The big question always becomes - how do I break this secret to a woman when she starts to find me interesting enough to see several times? In the case of one woman, several women said that I was the better dresser, and maybe a little prettier as well. Although I could not agree with the latter part of that statement, I can only imagine what this woman would feel seeing me as Marian.

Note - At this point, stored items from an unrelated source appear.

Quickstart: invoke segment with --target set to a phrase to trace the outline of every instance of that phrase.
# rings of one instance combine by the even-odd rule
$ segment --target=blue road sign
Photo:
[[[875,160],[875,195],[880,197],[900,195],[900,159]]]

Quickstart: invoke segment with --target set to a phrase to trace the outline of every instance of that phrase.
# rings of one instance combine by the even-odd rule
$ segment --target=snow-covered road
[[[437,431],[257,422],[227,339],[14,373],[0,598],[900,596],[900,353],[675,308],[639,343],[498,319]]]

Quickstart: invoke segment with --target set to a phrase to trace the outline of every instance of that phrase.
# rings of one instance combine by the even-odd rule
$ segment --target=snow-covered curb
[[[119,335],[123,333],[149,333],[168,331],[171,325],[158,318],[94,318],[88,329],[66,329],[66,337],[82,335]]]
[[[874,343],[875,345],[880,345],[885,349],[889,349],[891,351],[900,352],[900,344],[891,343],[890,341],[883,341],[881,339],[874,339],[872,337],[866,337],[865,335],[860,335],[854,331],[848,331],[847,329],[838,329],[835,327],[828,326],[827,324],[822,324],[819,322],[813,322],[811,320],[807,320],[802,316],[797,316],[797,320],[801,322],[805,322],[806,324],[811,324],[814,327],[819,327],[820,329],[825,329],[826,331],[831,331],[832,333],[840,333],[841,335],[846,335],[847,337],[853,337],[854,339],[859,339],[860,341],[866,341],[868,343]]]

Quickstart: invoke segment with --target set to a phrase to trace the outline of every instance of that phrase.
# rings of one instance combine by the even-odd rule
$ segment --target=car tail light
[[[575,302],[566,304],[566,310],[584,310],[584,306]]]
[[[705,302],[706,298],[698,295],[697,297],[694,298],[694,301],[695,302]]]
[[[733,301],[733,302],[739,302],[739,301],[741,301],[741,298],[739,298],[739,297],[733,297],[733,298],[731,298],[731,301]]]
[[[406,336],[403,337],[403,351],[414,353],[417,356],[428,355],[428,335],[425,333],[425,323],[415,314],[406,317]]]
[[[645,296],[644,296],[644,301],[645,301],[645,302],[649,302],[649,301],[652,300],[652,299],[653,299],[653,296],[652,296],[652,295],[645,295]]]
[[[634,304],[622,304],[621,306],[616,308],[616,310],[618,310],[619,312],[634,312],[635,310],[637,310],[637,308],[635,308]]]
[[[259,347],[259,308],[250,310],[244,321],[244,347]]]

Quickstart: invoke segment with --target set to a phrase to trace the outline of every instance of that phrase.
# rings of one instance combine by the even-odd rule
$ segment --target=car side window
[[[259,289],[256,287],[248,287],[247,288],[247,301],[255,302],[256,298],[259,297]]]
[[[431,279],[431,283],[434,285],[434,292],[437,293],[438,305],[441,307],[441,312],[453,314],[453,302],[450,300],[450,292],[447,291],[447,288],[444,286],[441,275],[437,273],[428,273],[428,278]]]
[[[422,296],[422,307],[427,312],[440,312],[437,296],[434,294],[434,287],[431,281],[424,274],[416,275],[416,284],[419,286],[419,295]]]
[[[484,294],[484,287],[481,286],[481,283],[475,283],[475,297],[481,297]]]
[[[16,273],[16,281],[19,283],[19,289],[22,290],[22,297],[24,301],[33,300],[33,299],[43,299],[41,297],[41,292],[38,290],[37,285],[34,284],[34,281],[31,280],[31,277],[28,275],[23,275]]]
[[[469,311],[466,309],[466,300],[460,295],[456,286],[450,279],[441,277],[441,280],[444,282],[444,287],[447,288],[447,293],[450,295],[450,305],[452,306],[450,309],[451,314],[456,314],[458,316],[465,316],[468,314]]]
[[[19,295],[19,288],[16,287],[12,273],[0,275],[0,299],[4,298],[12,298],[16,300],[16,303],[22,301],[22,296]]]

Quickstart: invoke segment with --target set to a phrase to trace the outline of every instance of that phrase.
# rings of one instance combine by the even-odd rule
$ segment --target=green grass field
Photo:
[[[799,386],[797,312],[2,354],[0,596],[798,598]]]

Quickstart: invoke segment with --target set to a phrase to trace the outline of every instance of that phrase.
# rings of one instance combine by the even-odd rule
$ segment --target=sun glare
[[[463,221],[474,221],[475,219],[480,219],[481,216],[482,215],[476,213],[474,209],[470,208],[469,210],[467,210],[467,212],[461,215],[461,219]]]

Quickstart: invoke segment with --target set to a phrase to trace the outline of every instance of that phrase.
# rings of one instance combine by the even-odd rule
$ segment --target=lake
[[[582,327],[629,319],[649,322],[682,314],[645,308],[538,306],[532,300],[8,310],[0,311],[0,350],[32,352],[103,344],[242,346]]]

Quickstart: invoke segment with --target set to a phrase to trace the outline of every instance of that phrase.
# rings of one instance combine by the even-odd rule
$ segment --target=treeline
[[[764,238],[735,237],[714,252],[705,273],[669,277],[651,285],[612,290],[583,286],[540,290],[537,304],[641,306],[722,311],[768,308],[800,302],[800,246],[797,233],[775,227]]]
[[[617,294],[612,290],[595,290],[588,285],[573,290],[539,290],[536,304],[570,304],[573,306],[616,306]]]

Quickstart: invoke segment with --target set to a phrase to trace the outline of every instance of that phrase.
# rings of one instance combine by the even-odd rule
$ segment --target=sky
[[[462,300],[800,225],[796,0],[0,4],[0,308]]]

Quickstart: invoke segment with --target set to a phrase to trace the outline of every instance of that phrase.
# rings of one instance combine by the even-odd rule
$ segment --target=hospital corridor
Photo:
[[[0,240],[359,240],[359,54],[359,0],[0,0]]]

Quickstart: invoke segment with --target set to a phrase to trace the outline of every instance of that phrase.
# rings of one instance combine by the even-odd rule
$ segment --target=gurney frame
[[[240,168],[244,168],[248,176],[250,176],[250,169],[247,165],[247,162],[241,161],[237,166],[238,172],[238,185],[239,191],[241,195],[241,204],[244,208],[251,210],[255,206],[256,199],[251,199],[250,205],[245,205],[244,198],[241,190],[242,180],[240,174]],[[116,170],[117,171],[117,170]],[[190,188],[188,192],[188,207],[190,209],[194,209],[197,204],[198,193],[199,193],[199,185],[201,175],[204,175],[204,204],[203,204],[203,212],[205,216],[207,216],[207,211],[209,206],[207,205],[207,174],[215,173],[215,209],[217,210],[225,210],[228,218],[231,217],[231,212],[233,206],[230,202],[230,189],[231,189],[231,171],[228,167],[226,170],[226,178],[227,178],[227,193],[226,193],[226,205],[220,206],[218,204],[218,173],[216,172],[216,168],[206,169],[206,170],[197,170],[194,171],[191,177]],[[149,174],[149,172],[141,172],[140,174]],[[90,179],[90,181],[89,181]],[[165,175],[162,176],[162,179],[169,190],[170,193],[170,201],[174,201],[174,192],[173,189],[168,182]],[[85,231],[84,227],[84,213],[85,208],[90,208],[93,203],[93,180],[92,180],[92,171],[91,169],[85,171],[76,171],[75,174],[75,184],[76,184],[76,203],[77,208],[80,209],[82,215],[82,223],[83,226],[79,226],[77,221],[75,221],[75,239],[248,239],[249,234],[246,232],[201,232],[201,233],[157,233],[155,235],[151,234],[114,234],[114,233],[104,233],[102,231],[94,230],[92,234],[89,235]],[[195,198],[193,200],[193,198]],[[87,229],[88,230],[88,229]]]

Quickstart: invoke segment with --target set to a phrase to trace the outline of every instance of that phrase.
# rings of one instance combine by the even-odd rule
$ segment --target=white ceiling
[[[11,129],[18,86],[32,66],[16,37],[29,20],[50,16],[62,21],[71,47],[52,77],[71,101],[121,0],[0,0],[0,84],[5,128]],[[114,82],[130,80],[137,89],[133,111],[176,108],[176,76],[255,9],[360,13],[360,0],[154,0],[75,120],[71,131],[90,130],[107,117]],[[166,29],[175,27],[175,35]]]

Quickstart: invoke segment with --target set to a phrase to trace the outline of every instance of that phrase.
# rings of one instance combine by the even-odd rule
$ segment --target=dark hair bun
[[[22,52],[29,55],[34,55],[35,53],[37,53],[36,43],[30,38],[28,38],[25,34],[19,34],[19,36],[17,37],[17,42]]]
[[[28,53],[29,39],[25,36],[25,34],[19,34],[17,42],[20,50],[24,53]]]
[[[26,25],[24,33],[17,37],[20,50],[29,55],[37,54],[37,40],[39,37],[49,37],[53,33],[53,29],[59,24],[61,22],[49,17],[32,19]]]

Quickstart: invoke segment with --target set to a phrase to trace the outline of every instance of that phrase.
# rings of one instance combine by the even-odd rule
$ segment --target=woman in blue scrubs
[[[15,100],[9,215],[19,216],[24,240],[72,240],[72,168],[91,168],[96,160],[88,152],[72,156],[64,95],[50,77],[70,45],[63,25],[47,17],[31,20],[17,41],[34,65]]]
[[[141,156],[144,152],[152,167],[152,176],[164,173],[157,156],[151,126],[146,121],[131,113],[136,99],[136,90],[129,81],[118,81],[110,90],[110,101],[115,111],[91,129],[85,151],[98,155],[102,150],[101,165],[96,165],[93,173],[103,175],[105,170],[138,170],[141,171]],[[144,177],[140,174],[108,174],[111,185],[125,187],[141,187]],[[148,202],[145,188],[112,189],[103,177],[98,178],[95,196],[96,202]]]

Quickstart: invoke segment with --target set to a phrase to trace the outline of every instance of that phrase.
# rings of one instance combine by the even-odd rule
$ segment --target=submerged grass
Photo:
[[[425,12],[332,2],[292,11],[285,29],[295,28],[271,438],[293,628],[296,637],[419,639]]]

A few weeks ago, I dated another woman who couldn't deal with having a bi-gendered person as a partner. Since she had issues that would take her off of my "dateable" list, we became friends and have seen each other several times since then. Women can deal with a transgendered friend much more than they can deal with that same person (even in the mode they prefer) as a partner. I guess this is where female identity is weakest - they can't imagine why any "man" would ever want to be a woman. And if they can do so, they feel very uncomfortable partnering with someone who feels this way.
Sadly, people like me are "Neither fish nor fowl." But that's OK with me. It takes a special type of confidence to partner with a person like me, and a partner who can do so is worth more than her weight in gold and diamonds.